For that walk, my hands are not my own. They are theirs. 

For that walk, I will step extra careful because the rain makes the mud slick and I don’t want to fall and take the kids down with me. 

For that walk I will stretch my arms like Mr. Fantastic and step in the puddle so they don’t have to let go. 

For that walk I will stop for a stone in a shoe. And I will respond to the calls to go faster. 

For that walk I will forgo a drink of water knowing I can make it to the destination. 

Because my hands are theirs. 

 

When that walk ends, I enter a gate where there are over 40 kindergarteners. All of them simply want to hold my hand. And they will do anything to do it. They will yank someone else’s hand out. They will bite. They will kick. They will hit with the hand that is not in mine. 

It’s not about the violence, that’s simply life to them. It’s about how much they value simply holding my hand. 

I’m still left mystified most days with how much they crave the simple touch. How my hand at its lowest point is sometimes their eye level. How they will hold your hand for hours and just move when you move. 

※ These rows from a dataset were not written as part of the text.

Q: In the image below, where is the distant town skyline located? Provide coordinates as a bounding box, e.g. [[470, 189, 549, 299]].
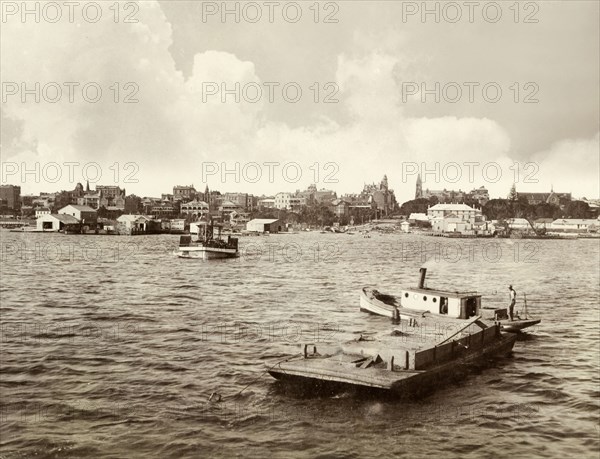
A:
[[1, 1, 600, 204]]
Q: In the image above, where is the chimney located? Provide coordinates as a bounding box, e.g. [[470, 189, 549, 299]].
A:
[[419, 268, 427, 288]]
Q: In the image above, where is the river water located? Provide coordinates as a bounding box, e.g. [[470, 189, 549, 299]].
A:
[[0, 231, 600, 458]]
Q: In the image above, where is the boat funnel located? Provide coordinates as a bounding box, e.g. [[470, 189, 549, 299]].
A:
[[419, 268, 427, 288]]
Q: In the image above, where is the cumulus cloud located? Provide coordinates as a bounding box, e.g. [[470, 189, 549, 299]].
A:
[[2, 2, 598, 203]]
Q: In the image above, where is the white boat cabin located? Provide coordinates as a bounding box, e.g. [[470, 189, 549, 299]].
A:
[[400, 288, 481, 319], [400, 268, 481, 319]]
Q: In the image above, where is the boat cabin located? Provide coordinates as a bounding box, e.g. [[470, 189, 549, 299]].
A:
[[400, 268, 481, 319], [401, 288, 481, 319]]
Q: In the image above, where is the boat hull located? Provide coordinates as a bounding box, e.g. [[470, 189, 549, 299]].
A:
[[175, 247, 238, 260], [268, 333, 517, 397]]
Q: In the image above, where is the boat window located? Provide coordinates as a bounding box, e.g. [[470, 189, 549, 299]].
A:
[[466, 298, 477, 318], [440, 297, 448, 314]]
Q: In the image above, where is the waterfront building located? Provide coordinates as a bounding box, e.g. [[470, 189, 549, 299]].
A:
[[517, 188, 572, 207], [415, 174, 423, 199], [181, 199, 209, 219], [415, 174, 490, 206], [258, 198, 275, 209], [229, 210, 250, 228], [149, 200, 181, 218], [331, 199, 350, 219], [35, 207, 51, 219], [427, 204, 481, 220], [549, 218, 600, 233], [246, 218, 282, 233], [117, 214, 150, 234], [58, 204, 98, 225], [408, 212, 429, 223], [36, 214, 81, 232], [223, 193, 252, 210], [169, 218, 185, 233], [427, 204, 489, 235], [0, 185, 21, 212], [173, 185, 197, 202]]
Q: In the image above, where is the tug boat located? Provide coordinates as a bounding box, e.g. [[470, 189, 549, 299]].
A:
[[360, 268, 541, 332], [267, 316, 517, 397], [174, 220, 239, 260]]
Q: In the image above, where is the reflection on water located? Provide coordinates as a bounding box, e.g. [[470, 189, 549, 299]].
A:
[[0, 231, 600, 457]]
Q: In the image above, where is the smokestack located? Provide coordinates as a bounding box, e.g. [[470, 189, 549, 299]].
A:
[[419, 268, 427, 288]]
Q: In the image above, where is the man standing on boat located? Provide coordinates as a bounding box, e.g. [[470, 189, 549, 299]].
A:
[[508, 285, 517, 321]]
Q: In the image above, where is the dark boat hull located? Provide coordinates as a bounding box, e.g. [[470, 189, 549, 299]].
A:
[[268, 333, 517, 397]]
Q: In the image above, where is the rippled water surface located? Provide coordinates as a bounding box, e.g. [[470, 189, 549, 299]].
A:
[[0, 231, 600, 458]]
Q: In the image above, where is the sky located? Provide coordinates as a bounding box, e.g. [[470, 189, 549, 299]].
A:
[[0, 1, 600, 202]]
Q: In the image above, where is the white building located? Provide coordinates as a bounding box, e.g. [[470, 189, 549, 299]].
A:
[[427, 204, 488, 235], [181, 199, 208, 218], [35, 207, 50, 218], [169, 218, 185, 232], [246, 218, 282, 233], [36, 214, 80, 231], [427, 204, 481, 221], [274, 192, 306, 211], [258, 198, 275, 209], [549, 218, 600, 233], [408, 212, 429, 223], [58, 204, 98, 224], [117, 214, 150, 234]]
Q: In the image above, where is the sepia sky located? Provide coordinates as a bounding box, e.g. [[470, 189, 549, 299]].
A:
[[0, 1, 600, 202]]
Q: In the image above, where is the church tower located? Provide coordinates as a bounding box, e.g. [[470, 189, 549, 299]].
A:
[[204, 185, 210, 210], [415, 174, 423, 199]]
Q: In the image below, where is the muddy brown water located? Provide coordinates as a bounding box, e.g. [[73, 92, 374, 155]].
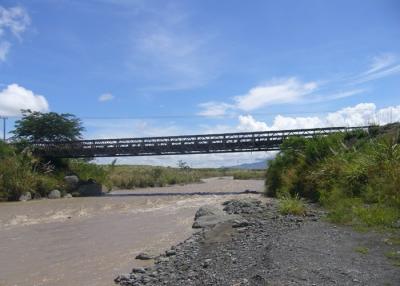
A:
[[0, 178, 263, 286]]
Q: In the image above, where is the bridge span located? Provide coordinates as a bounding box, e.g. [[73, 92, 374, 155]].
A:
[[33, 126, 368, 158]]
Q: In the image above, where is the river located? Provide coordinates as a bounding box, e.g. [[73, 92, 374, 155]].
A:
[[0, 178, 263, 286]]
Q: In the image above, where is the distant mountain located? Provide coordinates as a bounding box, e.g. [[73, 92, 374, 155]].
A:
[[229, 159, 267, 170]]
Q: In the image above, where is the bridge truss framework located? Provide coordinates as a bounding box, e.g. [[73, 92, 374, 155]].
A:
[[33, 127, 368, 158]]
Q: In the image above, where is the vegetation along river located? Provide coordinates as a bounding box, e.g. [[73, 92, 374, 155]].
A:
[[0, 178, 264, 286]]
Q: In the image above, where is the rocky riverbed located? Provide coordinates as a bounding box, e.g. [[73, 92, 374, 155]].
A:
[[115, 199, 400, 286]]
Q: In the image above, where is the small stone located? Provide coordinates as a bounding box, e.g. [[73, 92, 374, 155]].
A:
[[135, 252, 153, 260], [132, 267, 146, 273], [19, 192, 32, 202], [47, 190, 61, 199], [232, 219, 250, 228], [165, 249, 176, 256], [203, 259, 212, 268]]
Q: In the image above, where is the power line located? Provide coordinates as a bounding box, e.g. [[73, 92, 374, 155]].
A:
[[0, 116, 7, 141]]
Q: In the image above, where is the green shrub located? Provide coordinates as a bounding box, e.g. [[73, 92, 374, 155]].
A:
[[265, 125, 400, 227], [69, 160, 107, 184]]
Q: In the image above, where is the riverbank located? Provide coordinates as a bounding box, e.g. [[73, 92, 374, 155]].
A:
[[0, 178, 264, 286], [116, 199, 400, 286]]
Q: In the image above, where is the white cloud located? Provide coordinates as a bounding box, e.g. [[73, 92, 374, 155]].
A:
[[0, 84, 49, 116], [0, 41, 11, 62], [365, 53, 397, 74], [0, 6, 31, 61], [235, 78, 318, 111], [98, 93, 114, 102], [352, 53, 400, 84], [237, 103, 400, 131], [197, 101, 234, 117]]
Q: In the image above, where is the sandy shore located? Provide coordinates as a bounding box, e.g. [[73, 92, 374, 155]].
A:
[[0, 178, 263, 286]]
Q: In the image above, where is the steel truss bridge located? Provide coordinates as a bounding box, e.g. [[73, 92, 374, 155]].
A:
[[33, 126, 368, 158]]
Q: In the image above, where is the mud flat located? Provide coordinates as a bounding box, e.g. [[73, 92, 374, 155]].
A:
[[0, 178, 263, 286], [115, 199, 400, 286]]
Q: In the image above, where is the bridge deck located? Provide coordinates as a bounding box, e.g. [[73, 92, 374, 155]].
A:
[[33, 127, 368, 158]]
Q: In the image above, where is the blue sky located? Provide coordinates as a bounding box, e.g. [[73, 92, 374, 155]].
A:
[[0, 0, 400, 165]]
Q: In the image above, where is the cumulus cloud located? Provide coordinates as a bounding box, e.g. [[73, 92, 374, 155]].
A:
[[198, 77, 318, 117], [98, 93, 114, 102], [0, 84, 49, 116], [197, 101, 234, 117], [0, 6, 31, 61], [235, 78, 318, 111], [237, 103, 400, 131], [0, 42, 11, 62], [353, 53, 400, 84]]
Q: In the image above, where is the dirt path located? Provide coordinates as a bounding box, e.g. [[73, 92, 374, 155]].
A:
[[0, 178, 263, 286], [117, 200, 400, 286]]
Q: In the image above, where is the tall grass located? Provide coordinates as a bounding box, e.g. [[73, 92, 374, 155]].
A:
[[266, 126, 400, 227]]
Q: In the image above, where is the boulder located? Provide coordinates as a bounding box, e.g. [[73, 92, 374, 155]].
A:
[[64, 175, 79, 191], [194, 205, 223, 220], [78, 181, 107, 197], [19, 192, 32, 202], [33, 193, 42, 200], [47, 190, 61, 199]]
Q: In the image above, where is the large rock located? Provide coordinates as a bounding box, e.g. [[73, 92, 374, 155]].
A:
[[78, 181, 107, 197], [64, 175, 79, 191], [19, 192, 32, 202], [47, 190, 61, 199], [194, 205, 223, 220]]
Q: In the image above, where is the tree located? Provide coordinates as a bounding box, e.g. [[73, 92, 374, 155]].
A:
[[12, 109, 84, 142]]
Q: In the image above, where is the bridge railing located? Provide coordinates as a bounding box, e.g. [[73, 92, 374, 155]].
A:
[[33, 126, 368, 157]]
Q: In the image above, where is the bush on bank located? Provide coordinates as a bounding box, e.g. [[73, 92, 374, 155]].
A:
[[266, 125, 400, 227], [0, 142, 109, 201]]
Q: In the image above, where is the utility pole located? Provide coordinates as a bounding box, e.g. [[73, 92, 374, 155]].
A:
[[0, 116, 7, 142]]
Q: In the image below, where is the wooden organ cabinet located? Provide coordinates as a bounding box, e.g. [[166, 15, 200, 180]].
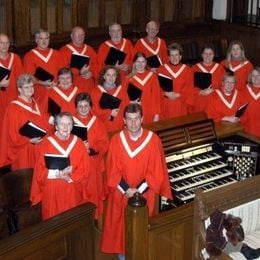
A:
[[157, 119, 260, 211]]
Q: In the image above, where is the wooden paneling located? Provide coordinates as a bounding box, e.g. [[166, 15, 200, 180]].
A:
[[0, 204, 95, 260], [218, 22, 260, 66], [0, 0, 212, 46]]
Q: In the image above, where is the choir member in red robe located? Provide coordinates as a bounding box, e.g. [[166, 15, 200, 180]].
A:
[[191, 45, 225, 112], [207, 72, 247, 123], [241, 67, 260, 138], [0, 33, 23, 128], [0, 74, 50, 170], [220, 40, 253, 90], [91, 66, 127, 131], [23, 29, 64, 104], [60, 26, 98, 92], [101, 103, 172, 259], [134, 21, 168, 70], [157, 43, 194, 118], [30, 112, 90, 220], [45, 68, 80, 114], [97, 23, 135, 79], [73, 92, 109, 219], [123, 52, 161, 124]]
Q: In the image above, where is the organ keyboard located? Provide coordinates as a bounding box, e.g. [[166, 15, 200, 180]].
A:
[[157, 119, 259, 211]]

My knees almost buckle when a hand-holding session ends with little lips kissing the back of my hand. 

 

The walk back from the school, it’s just us. Just the teachers as the two local teachers continue teaching the kids after lunch. 

Once again little kids come out of the wood-work of the village and little hands slip into mine. These are the shortest hand-holding sessions. But they are beautiful nonetheless. 

The kids seem to know how far they can go before heading back. 

It astounds me how much they will go out of their way, just for a few more seconds of holding my hand. 

 

Reflecting on it, I’ve decided that’s how I wish to live my life. I want to simply hold Jesus’s hand. 

I’ll cling to it as I hold my lunch pail.

I’ll step in mud and cow patties if it means I can keep my grip of His hand. 

I’ll fight (not others but the enemy) when he tries to yank my hand out of His. 

I’ll kiss His hand not because I’m letting go, but just because I can. 

I’ll go out of my own way for just a few more seconds with Him. 

I will fearlessly let Him lead me on more adventures, because I trust He knows where to go. 

 

And like I did, I know He will do everything He can to make my way easier. 

That He will feel loved in the moments we are doing nothing but watching the others play on the play ground. Neither of us will ever feel like we are missing out because we know that holding hands is everything we want. 

He will smile down and swing my hand as we continue down this muddy, rocky, poop-laden, seemingly long but altogether too short road we call life on earth.